There, Olvera was told to get out, forcing him to drag himself toward the curb with a bag of his possessions clenched in his teeth, the suit alleges. When a crowd began to gather demanding help for the man, the driver cursed him, saying he had soiled her van, according to police and witness accounts of the incidents, according to the suit.
The driver then applied makeup and perfume and drove off, nearly hitting Olvera, the suit said
“They treated him like refuse at the hospital, and they treated him like refuse when they dumped him in the gutter,” said Mark D. Rosenbaum, who is representing Olvera along with attorney Steven Archer.
An attorney for Hollywood Presbyterian could not be reached for comment.
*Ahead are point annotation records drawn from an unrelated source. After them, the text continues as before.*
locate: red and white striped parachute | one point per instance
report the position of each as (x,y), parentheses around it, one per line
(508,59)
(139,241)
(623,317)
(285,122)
Today’s suit is the latest in mounting legal troubles for Hollywood Presbyterian related to homeless dumping
Last June, city prosecutors filed civil complaints accusing the Los Feliz-based hospital and Methodist Hospital in Arcadia of alleged patient dumping – two by each hospital – over a 14-month period.
City Atty. Rocky Delgadillo is trying to use a state law dealing with unfair business practices, which has been used to prosecute alleged slumlords and which allows a corporation to be sued for unscrupulous behavior, against the hospitals.